Nosotros en el siglo XXI no sólo nos sentimos protagonistas de nuestras vidas sino que también lo somos de nuestra imagen: decidimos quienes queremos ser y cómo deseamos ser vistos. Desde la Revolución Francesa todos somos Señores y Señoras, no importando el color de nuestra piel ni la altura de nuestra cuna. O supuestamente estos son los ideales de nuestra sociedad, aunque en la realidad, donde naces sigue marcando tu futuro y cambiar de clase social es algo que se produce sólo de forma excepcional, y más en países como el nuestro.

Pero lo cierto es que estos ideales nos hacen considerar que nuestros talentos nos pertenecen y podemos emplearlos en proyectos personales que nos hagan prosperar. Ya no concebimos someternos al destino, y si lo hacemos nos deprimimos, pues consideramos un fracaso personal no ser capaces de superar las adversidades y evolucionar positivamente. La desdicha ya no la envía Dios, es fruto de nuestra impotencia. Así pues, nos exigimos a nosotros mismos más que nunca, hasta el punto en que negamos que si bien no es Dios quien nos abre o cierra las puertas, sí hay férreos condicionamientos sociales que nos impiden realizar nuestros deseos. Seamos responsables a nivel personal, sí, pero critiquemos y combatamos el sistema, por favor.

Quizá el mayor peligro del individualismo es provocar que vivamos como si fuéramos a ser los últimos y no hubiera un mañana, recogidos sobre nosotros mismos en una mística burguesa que nos aísla y nos hace cada vez más egoístas.
El ser humano de nuestras ciudades es un experimentador, un buscador de experiencias intensas embarcado en un viaje que transcurre a toda velocidad.

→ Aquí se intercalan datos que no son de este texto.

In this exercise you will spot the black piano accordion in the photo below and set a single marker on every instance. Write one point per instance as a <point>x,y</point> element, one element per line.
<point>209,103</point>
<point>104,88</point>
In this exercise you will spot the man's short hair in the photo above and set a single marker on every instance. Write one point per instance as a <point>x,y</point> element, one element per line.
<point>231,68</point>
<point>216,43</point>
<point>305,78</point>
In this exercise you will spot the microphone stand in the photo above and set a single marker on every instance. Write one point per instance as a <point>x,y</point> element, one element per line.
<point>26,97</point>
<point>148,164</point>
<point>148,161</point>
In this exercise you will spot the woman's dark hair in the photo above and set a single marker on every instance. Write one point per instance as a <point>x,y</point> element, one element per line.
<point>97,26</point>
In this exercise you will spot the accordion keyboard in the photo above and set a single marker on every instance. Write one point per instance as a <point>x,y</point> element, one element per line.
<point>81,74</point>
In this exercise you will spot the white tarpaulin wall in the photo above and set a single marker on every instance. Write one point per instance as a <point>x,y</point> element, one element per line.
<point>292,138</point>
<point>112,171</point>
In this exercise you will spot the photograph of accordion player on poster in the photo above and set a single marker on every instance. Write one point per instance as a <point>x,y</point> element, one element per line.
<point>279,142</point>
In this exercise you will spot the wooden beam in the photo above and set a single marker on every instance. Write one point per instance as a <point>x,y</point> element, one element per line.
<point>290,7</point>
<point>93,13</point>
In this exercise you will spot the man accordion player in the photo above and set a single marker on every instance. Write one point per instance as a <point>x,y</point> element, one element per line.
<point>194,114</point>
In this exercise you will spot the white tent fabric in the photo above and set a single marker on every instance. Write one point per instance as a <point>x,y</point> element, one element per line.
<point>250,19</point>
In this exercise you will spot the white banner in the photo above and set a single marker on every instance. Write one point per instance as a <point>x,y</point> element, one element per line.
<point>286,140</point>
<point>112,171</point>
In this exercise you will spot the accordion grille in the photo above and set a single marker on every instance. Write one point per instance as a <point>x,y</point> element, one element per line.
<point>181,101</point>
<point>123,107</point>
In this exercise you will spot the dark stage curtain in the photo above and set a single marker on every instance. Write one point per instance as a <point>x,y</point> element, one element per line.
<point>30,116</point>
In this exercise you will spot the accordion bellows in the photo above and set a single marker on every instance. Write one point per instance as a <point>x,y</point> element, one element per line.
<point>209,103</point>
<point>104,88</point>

Un ser que busca sobrepasar sus límites y los límites de la naturaleza, lo cual le lleva a situaciones angustiosas e incluso suicidas, como lo es la sobrexplotación de los recursos del planeta.
Otro efecto indeseable del individualismo es la pérdida de fe en las relaciones sociales y la excesiva facilidad con la que renunciamos a ellas a favor de nuestra «libertad«; en buena medida nos hemos vuelto fóbicos al compromiso. Queremos más que nunca ser felices, pero ninguna compañía duradera parece darnos lo que necesitamos, sino más bien al contrario, consideramos que las obligaciones que se van contrayendo y los defectos del otro que nunca cambian, son los escollos a eliminar para poder alcanzar el bienestar ansiado.

Qué difícil es convivir y cuánta práctica hemos perdido

Obviamente si hemos terminado en grandes ciudades y aislándonos tanto es porque nunca ha sido fácil; siempre nos hemos hecho mucho daño y librarnos de los otros es una tentación constante. Aunque nos necesitemos tanto… Debe ser que debemos seguir evolucionando para que, desde nuestras individualidades recién conquistadas, podamos generar nuevos modos de encuentro más respetuosos y por lo tanto más creativos.

Hay personas e instituciones que se aprovechan de los males de nuestra época infundiendo miedo y desesperanza; de esta forma pueden vender remedios mágicos, infiltrar ideas fascistas o imponer medidas insolidarias. Lo cierto es que estamos ante un reto: construirnos como personas con capacidad para pensar y ser críticas con nuestro entorno, y a la vez con la voluntad para colaborar y luchar por proyectos que tengan en cuenta el bien común, no sólo el propio.

Nunca hemos sido mejores. Ahora somos más listos, más cultos y más éticos; no olvidemos que venimos de la barbarie y la dictadura. Si nunca hemos sido mejores gracias a este viaje que hemos emprendido en busca de nosotros mismos, lo que nos está faltando para vivir mejor es el reencuentro con el otro y el espacio comunitario, lo cual puede darnos la fortaleza necesaria para forzar el cambio institucional que tanto necesitamos.